Heimdall 2

Title		Heimdall 2
Publisher	Core Design, 1994
Game Type	RPG
Players		1
Compatibility	1 MB (Seperate OCS/ECS and AGA versions)
HD Installable 	Yes
Submission	Stuart Wilson

Heimdall returns to your screens again with another Loki battling
escapade. For those unfamiliar with the original, Heimdall 2 also uses a
3D isometric perspective, with a point and click system. This time, Loki
is determined to get his revenge on his arch-enemy Heimdall, who defeated
him after Loki stole the weapons of the Norse Gods Odin, Thor and Frey.
Sporadic attacks across the realm have alarmed the Gods, and Odin sends
his son Baldur to deal with them. Unfortunately he is unsuccessful, and
all is lost until Heimdall volunteers to return to a mortal state to deal
with Loki on a more personal basis, not only to retrieve the weapons of
the Gods, but the amulets, talismen and Ro'Gelds (sources of magic) that
are scattered throughtout the various worlds. Excpet this time he is
assisted by a Valkyrie known as Ursha. Hence Heimdall 'II'.
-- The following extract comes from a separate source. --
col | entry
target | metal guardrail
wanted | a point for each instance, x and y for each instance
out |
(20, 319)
A rather complex background in itself leads to a simple general plot:
Collect the Ro'Gelds, amulets and Talismen and don't get killed. The
addition of another character with slightly differing statistics is
supposed to be an aid, but you may find yourself simply using it to store
items you pick up. Rather standard RPG fare then: Increase your
statistics by practising combat and magic, fight various creatures and
delve into various sub-plots that make up the whole. You are gently eased
into the game with your first puzzle - in this case, two warring villages
that Loki has confused into believing they are at war with each other.
Fairly simplistic in itself, though it doesn't actually sound that

What you are presented with however is actually a very pleasant gaming
experience: bold, colourful and well detailed backgrounds and sprites are
extremely well animated, it is clear the designers have spent a lot of
time developing the artwork. Even on a standard A600, detail and animation
is clear and well defined, though it is improved greatly with a 1 MB
memory upgrade, and the AGA version boasts more colours and is slightly
faster, though the pace of the characters is a little slow and can take a
while to traverse the game screen. The sound is very good, the sound
effects adding realism to the game and the in game music is of a similar
quality. Though I found it could get a little annoying at times, it didn't
detract from my enjoyment of the game.

In all I highly recommend this game to anyone, no matter their gaming
preference. If I were to be truly objective, I would say that those
obsessed with standard RPG style games should perhaps avoid this as it
hasn't quite the depth of say, Ishar. But otherwise I consider this to be
a well constructed game and should certainly be on any gamers list.